For topic-wise QBank practice, check the PrepLadder app.

Frequently Asked Questions

What is the difference between pemphigus and pemphigoid?

The key difference between pemphigus and pemphigoid lies in their distinct blistering mechanisms, which produce different types of blisters. The direct immunofluorescence test shows different results because pemphigus shows a fishnet pattern, while pemphigoid displays a linear pattern. Pemphigus represents a greater health risk, while pemphigoid occurs more frequently.

What is the first-line systemic drug for severe psoriasis?

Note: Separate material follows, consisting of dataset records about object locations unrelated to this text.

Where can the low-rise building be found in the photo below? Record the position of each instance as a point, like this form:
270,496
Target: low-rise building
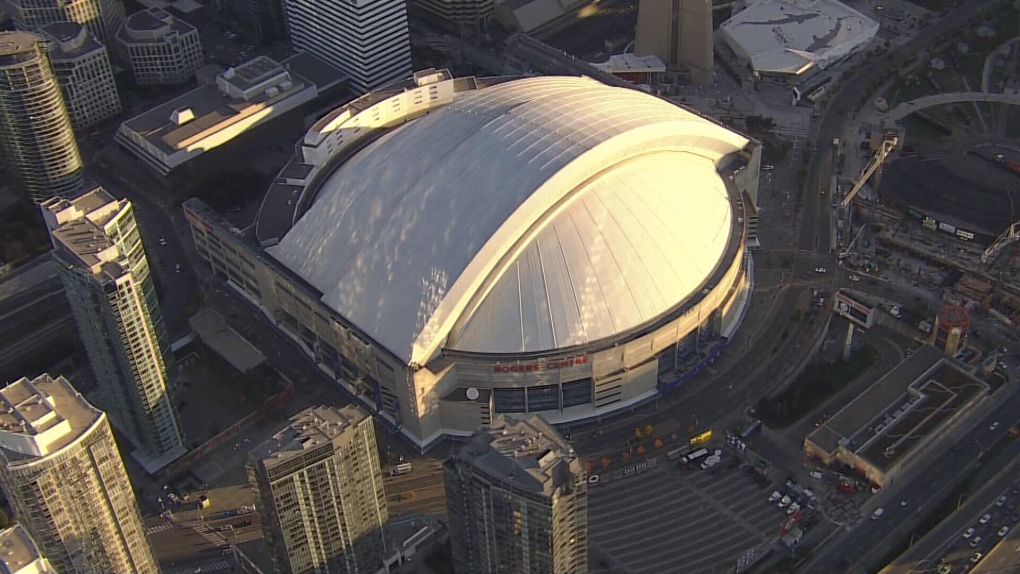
83,69
168,136
159,48
899,418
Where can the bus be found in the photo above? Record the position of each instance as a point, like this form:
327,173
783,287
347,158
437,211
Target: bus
699,454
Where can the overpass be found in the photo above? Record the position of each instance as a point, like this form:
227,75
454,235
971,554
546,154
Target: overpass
903,110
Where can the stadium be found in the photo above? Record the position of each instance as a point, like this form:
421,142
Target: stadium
454,249
791,41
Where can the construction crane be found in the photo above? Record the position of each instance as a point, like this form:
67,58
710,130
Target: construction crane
1011,235
874,164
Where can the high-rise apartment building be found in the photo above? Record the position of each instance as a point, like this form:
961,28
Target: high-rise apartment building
367,40
36,137
84,73
159,47
679,33
61,471
99,252
102,17
517,502
318,489
21,554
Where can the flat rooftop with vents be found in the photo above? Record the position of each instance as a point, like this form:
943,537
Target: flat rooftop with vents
19,553
897,418
240,99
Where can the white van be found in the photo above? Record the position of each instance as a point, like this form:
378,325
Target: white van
402,468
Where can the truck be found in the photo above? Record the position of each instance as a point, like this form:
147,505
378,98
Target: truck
697,455
711,461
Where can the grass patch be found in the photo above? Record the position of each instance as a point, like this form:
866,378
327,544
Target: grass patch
816,384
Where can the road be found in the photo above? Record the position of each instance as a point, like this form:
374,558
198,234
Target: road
868,543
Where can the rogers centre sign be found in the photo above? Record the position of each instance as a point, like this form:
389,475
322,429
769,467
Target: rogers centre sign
547,366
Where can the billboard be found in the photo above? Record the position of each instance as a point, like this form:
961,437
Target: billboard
933,224
854,309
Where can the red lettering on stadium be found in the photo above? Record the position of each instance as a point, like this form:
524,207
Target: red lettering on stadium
550,366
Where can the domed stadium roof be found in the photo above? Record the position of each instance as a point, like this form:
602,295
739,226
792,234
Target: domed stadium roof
531,215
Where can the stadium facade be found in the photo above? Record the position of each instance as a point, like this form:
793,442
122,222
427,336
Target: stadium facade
455,249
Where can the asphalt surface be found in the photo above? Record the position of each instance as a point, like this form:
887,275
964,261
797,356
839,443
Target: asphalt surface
865,548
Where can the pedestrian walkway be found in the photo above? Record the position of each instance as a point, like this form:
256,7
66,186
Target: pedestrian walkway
205,568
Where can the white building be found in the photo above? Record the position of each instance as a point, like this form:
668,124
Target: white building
452,250
366,39
159,48
786,40
243,97
83,69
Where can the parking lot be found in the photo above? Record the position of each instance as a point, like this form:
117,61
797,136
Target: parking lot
672,520
985,530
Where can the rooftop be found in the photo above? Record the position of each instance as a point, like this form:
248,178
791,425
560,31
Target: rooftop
18,553
901,409
791,36
149,24
41,417
12,43
216,334
528,454
190,119
78,225
309,428
573,231
620,63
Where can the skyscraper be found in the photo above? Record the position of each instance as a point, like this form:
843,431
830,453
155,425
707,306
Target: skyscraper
21,555
679,32
318,489
61,471
102,17
38,143
366,39
99,252
517,502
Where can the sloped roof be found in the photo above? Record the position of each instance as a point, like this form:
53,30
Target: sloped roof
529,215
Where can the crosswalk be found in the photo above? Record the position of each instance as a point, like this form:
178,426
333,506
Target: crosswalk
158,528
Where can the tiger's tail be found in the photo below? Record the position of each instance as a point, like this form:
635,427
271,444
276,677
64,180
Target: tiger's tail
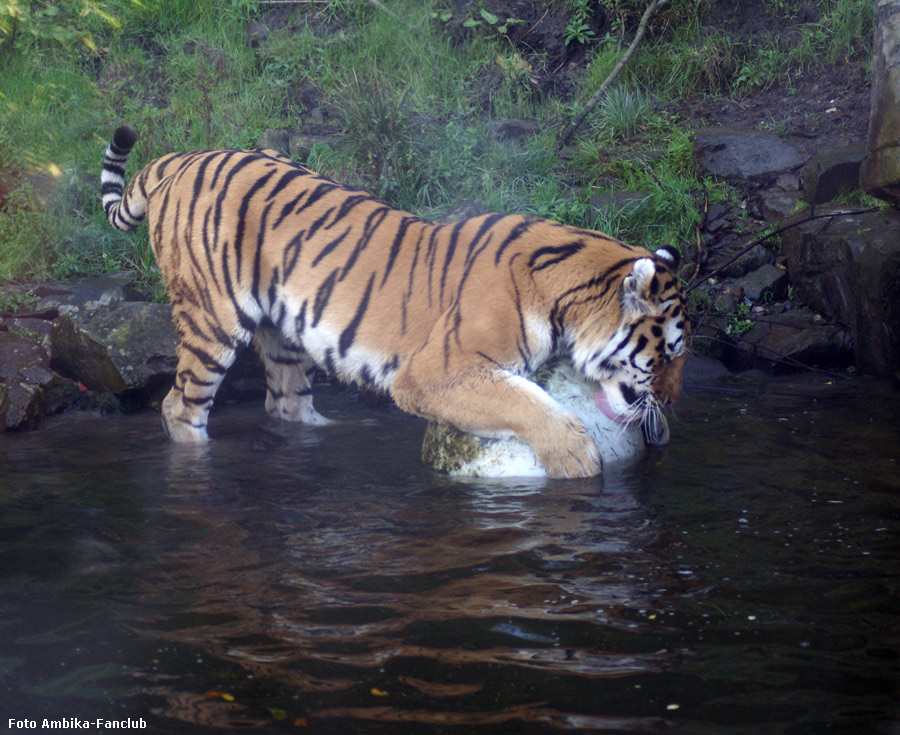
128,214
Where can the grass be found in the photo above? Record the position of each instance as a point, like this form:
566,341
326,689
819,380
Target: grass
406,88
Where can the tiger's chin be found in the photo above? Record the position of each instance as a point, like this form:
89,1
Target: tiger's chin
647,411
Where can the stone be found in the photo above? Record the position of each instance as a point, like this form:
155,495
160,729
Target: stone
792,340
730,262
88,293
848,267
277,140
880,172
454,452
301,145
788,182
776,204
121,347
741,153
832,172
29,388
512,129
768,282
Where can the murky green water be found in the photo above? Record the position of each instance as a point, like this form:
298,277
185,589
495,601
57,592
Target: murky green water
743,580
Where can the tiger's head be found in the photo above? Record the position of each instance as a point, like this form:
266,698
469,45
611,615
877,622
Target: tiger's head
638,366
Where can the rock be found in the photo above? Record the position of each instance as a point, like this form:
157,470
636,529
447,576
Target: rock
512,129
880,172
832,172
788,182
33,328
776,204
449,450
121,347
730,262
614,203
741,153
277,140
788,341
849,268
88,293
765,283
716,217
302,145
29,389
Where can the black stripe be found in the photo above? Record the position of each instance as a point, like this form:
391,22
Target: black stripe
257,258
242,219
349,333
373,221
516,232
396,245
561,253
292,253
451,250
209,362
286,179
243,318
313,228
329,247
323,294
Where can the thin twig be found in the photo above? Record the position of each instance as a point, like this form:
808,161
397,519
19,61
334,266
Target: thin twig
765,237
566,135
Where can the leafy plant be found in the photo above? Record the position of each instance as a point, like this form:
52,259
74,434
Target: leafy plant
578,28
739,322
62,23
492,21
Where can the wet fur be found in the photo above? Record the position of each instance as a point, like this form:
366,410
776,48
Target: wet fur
450,319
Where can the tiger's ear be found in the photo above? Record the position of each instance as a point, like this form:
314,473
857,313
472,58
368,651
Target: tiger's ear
669,256
638,291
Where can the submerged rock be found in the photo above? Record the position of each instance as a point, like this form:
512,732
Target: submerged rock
450,450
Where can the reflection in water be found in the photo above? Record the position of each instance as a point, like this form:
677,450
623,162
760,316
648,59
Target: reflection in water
282,577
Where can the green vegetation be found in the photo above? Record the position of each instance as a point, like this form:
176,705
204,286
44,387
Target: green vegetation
403,90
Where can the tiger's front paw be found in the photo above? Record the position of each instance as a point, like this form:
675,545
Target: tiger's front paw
570,454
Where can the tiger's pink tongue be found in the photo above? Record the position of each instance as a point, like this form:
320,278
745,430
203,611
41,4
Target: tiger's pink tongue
607,410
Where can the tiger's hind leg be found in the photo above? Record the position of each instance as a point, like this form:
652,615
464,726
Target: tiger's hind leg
288,373
200,372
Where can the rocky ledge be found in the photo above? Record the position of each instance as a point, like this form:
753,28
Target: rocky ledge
824,295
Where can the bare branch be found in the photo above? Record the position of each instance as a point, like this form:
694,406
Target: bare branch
566,135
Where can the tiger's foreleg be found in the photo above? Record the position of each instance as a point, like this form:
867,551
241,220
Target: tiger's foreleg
288,372
484,400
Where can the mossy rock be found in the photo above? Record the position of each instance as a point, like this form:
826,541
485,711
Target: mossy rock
449,450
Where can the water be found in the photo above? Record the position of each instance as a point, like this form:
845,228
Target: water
743,580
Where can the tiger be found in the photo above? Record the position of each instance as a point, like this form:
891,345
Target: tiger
451,320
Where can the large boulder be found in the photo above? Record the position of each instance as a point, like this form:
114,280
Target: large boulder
743,153
783,342
87,293
29,389
849,269
122,346
832,172
880,173
449,450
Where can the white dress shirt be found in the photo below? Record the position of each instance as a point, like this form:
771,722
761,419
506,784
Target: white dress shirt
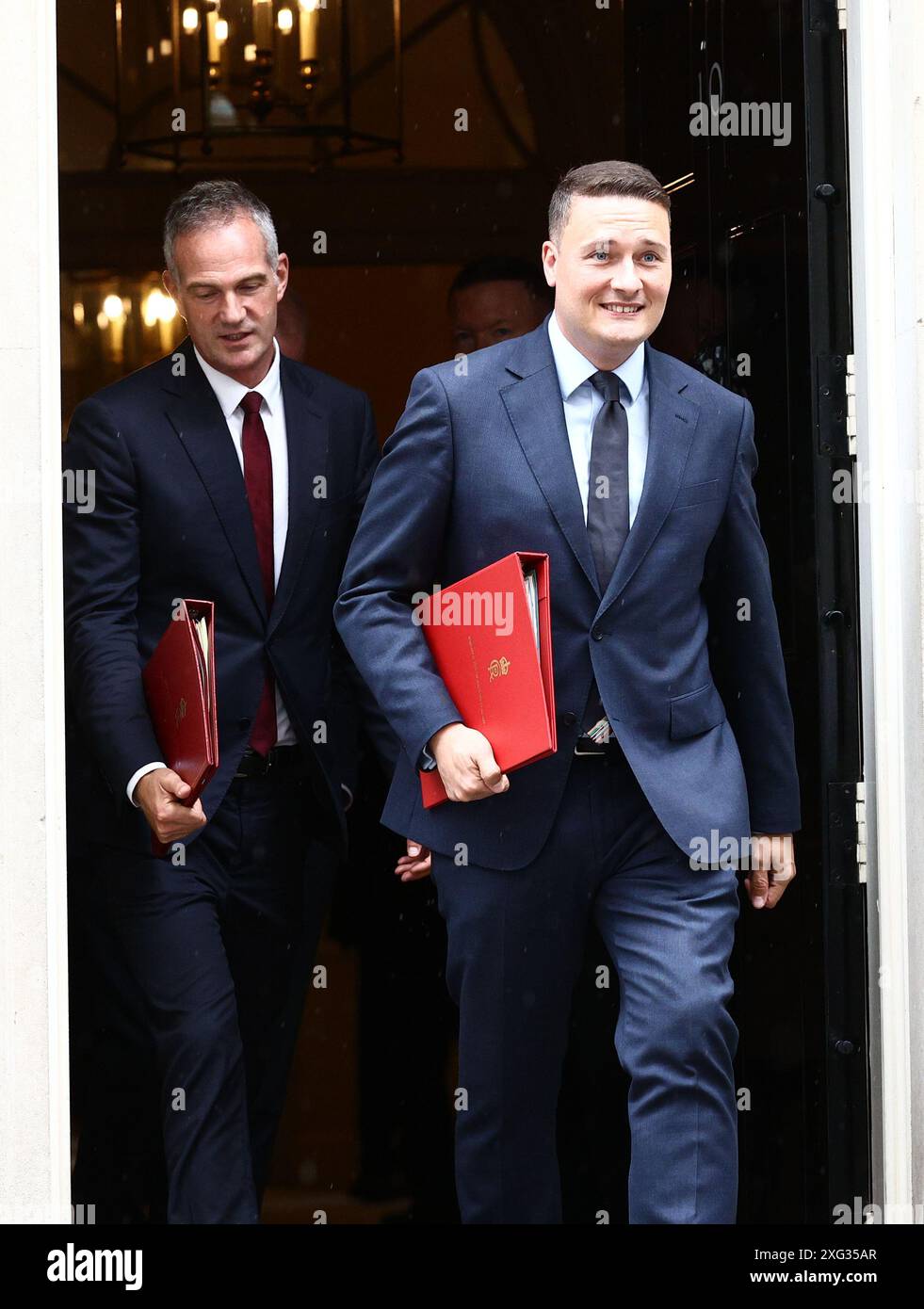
229,395
583,402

In severe plaque psoriasis, the first-line treatment involves methotrexate, which doctors start at a weekly dosage of 7.5 to 15 milligrams. The drug works by blocking dihydrofolate reductase, which leads to T-cell activation suppression. The process requires doctors to track both liver function and complete blood count results. Acitretin acts as the primary treatment option for pustular psoriasis because it belongs to the retinoid drug family.

Which drug causes Stevens-Johnson Syndrome most commonly?

Among all medications, sulfonamides represent the drug class most likely to cause SJS, which occurs throughout the world. The other drugs that present a high risk for this condition include carbamazepine, allopurinol, phenytoin and nevirapine. The Southeast Asian population needs HLA-B*1502 testing before taking carbamazepine to assess their SJS susceptibility.

What is the Ridley-Jopling classification in leprosy?

In dermatology, the Ridley-Jopling classification divides leprosy into five types along an immunological spectrum: TT, BT, BB, BL, and LL. TT (tuberculoid) has strong cell-mediated immunity with few bacilli, while LL (lepromatous) shows immune anergy with high bacillary load. The borderline types remain unstable in their immune system function, which makes them vulnerable to immunological reactions.

Is vitiligo associated with other autoimmune diseases?

Indeed, vitiligo is most commonly associated with autoimmune thyroid disease, which develops in up to 20 per cent of patients, type 1 diabetes mellitus, pernicious anaemia, Addison's disease, and alopecia areata. NEET PG questions often present a vitiligo patient with fatigue and ask you to check thyroid function tests.

How is dermatology tested in NEET PG?

In NEET PG exams, dermatology questions typically present a clinical scenario with 2-3 key findings.

Pemphigus causes flaccid, intraepidermal blisters due to acantholysis (antibodies against desmogleins), while pemphigoid causes tense, subepidermal blisters (antibodies against basement membrane antigens BP180/BP230). DIF distinguishes them: fishnet pattern in pemphigus, linear pattern in pemphigoid. Pemphigus is more dangerous; pemphigoid is more common.

CLINICAL PEARL

In dermatology, the skin is where diagnosis begins, while histology and immunofluorescence results provide diagnostic answers. The clinical photo requires your visual training, while the microscope requires you to develop memory skills for its operation.  

After 10 years of observing students tackle dermatology, I can tell you that the students who score highest on exams build comparison tables in their heads, while the students who memorise isolated facts score lower.